It was quite the party.  And this is the prompt offered by #Reverb10 today.  It is a question about the social gathering that rocked my socks off this  year.  And if there was any such gathering, this was it.  I couldn’t top it with one of my dinner parties.  (Try as I might.)  The food was delicious.  The ambiance was incredible — from the small church that the bus couldn’t reach, to the cocktails in the garden, to the chateau converted to a fairy tale.  And it was.  It was a fairy tale that would make any young woman whoever dreamed about their wedding gush.  And I did.  I gushed.  I took pictures of my friends gushing because it was the only way to truly convey the strange miraculous,  wonder of this wedding that ended with girls jumping up and down dancing to Lady Gaga.  (Yes, including me.)  It was incredible and I tucked myself into bed that night in sheer exhausted glee.

Of course, weddings should be like this.  Your friends and family should be lined up to offer toasts in celebration of your love and happiness.  The food should taste incredible.  The wine should be flowing.  The romance should be palpable for everyone.  Everyone should want what this couple has found.  In American weddings, we capitalize on this sentiment.  The garter is tossed.  The bouquet is projected at a mob of single ladies that are brave (or desperate enough) to appear in the center of the floor.  None of this happens when you’re in France.  Thank God.  When I find myself at friends’ weddings in the United States, as one of the few single girls left, I hide in the bathroom when this dreaded moment arrives.

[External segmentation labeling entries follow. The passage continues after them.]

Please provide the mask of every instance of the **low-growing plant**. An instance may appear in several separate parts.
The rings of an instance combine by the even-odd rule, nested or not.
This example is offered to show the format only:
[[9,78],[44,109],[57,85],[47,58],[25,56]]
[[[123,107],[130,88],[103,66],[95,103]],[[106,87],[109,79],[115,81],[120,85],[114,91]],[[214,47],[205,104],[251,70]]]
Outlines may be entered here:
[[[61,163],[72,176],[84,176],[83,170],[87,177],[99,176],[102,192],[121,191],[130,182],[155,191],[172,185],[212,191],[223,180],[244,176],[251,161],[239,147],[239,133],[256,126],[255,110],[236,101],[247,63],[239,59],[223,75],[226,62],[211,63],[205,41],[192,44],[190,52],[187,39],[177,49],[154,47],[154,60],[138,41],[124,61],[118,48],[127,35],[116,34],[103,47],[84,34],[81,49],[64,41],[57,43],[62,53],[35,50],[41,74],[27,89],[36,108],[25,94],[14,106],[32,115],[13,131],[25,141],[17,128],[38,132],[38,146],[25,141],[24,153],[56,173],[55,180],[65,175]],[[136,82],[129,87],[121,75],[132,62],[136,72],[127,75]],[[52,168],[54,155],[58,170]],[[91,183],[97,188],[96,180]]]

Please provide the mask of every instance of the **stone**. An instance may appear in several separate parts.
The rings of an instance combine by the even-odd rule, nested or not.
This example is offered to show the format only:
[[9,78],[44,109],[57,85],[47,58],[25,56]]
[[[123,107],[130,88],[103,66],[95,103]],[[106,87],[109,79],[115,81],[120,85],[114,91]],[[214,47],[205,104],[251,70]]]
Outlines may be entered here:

While I was glad that this strange ritual was missing, the sadness that accompanies weddings still came.  The twinge of loneliness arrived.  I still find myself wondering when my friends and family would be lined up to say the same things about me.  (And they will.)  It’s something I wonder often as I celebrate the rituals of life in the church.  It’s a feeling I know very well during Advent.  It’s a feeling I know well today when my daily lection invited me to reflect on Abram’s descendants to be as abundant as the stars.  It’s a powerful text that makes me look at the skies differently.  I wonder if you can count the stars or if God really intends any of us to do so.  In these words, I believe God wants us to dream.  God invites us to imagine the possible.  God hopes that we’ll entertain the most awesome promises our lives might achieve.  Of course, those promises aren’t realized in one party.  Instead, those promises are revealed in lots and lots of moments.  Of course, this season causes us to focus on those moments.  There’s an imbalance there because the moments that are popularized in the joy of family gatherings are not the moments that I hold most dear right now.  In this season, I want those smaller moments so that I’m more and more aware of what it looks like for me to count the stars in heavens.  I know it will come.  And it will be my promise.  But, it hasn’t come yet.  I’m still waiting.